Padahal masa jabatan anggota DPR kali ini hanya tinggal menunggu hitungan hari. Sehingga timbul anggapan di masyarakat bahwa pembahasan revisi UU ini sangatlah dipaksakan. Alangkah indahnya proses pembahasan nantinya diselesaikan oleh anggota DPR 2019-2024 saja dalam kondisi dan pemikiran yang benar-benar jernih.
Berpijak pada isu ini penulis tidak dalam posisi setuju atau tidak setuju dengan revisi UU KPK. Karena dalam perspektif konstitusi membentuk ataupun mengubah sebuah UU merupakan kewenangan penuh DPR yang diamanahkan oleh rakyat melalui fungsi legislasi. Hanya saja kondisi saat ini rasanya kurang tepat untuk mengubahnya, apalagi UU KPK sangat menarik perhatian serius dari seluruh komponen bangsa dan masyarakat luas.
Pembentukan UU
Merancang suatu UU haruslah tunduk pada UU No. 12 Tahun 2011 tentang Pembentukan Peraturan Perundang-Undangan. Membaca ketentuan tersebut terlihat ada beberapa hal yang tidak dipenuhi oleh DPR. Misalnya apa urgensinya revisi UU KPK dilakukan sekarang? Padahal hal UU tersebut tidak tertuang dalam Prolegnas. Tapi malah tiba-tiba UU KPK yang direvisi, padahal hal itu tidak ada urgensinya saat ini.
Seharusnya dalam membahas sebuah UU yang sangat strategis bagi kehidupan bangsa haruslah dipikirkan dengan cara yang benar-benar matang agar semua pihak dapat menerima hasil dari keputusan tersebut. Yang sangat mengherankan DPR terkesan tidak mau menerima masukan dari masyarakat yang meminta revisi ini ditunda sementara.

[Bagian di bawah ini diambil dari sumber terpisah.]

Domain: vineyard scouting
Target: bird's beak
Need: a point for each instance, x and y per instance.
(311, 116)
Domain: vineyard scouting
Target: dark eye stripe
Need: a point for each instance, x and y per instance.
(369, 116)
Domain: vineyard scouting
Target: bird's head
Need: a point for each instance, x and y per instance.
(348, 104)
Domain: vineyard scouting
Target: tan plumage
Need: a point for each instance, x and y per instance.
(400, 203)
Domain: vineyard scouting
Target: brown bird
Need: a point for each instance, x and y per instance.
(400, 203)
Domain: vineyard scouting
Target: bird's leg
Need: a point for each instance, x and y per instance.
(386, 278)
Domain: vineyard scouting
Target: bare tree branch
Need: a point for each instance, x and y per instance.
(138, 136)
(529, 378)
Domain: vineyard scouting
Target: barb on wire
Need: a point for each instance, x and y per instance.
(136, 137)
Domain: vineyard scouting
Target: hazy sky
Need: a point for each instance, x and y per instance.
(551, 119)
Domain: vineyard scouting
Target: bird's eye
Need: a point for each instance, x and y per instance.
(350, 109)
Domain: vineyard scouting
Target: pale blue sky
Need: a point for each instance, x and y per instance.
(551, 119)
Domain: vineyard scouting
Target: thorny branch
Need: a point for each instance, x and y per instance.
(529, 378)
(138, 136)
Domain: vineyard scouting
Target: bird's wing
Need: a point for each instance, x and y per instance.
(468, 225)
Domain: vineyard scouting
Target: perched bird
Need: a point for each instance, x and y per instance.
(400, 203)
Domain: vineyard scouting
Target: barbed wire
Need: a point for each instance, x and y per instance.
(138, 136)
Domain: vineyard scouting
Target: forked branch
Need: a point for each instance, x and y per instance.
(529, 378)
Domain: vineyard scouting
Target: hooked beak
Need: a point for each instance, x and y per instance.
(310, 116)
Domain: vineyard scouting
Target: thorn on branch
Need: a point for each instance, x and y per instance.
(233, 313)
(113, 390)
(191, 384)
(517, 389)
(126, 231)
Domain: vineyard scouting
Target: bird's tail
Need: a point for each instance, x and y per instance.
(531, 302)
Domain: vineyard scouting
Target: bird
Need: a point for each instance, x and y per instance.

Ditambah suatu dagelan lagi yaitu para pendemo yang menyetujui perubahan UU KPK, akan tetapi ketika ditanyakan oleh media mereka sama sekali tidak mengetahui substansi dari RUU tersebut dan mengaku hanya ikut-ikutan dengan tujuan mendapat bayaran.
Kembali ke UU No. 12 Tahun 2011, memang pembentuk UU diberikan kewenangan untuk membahas sebuah RUU di luar Prolegnas, akan tetapi haruslah memenuhi persyaratan yang benar-benar terukur. Hal ini tertuang dalam Pasal 23 ayat (2), yang berbunyi dalam keadaan tertentu DPR atau Presiden dapat mengajukan RUU di luar Prolegnas mencakup: a) untuk mengatasi keadaan luar biasa, keadaan konflik, atau bencana alam; dan b) keadaan tertentu lainnya yang memastikan adanya urgensi nasional atas suatu RUU.
Dari bunyi pasal di atas dapatlah kita pastikan bahwa revisi UU KPK tidak memenuhi ketentuan tersebut. Dimana letak keadaan yang luar biasa, konflik, atau bencana alam? Bahkan tidak ada urgensi nasional saat ini untuk mengubahnya.
Melihat banyaknya penolakan dari masyarakat sejatinya DPR harusnya lebih peka dalam memahami situasi. Karena UU yang baik adalah memberikan ruang partisipasi masyarakat seluas-luasnya. Sehingga UU tersebut nantinya dapat dilaksanakan sebagaimana mestinya, jangan sampai UU yang dihasilkan malah menimbulkan persoalan baru yang tidak kita harapkan.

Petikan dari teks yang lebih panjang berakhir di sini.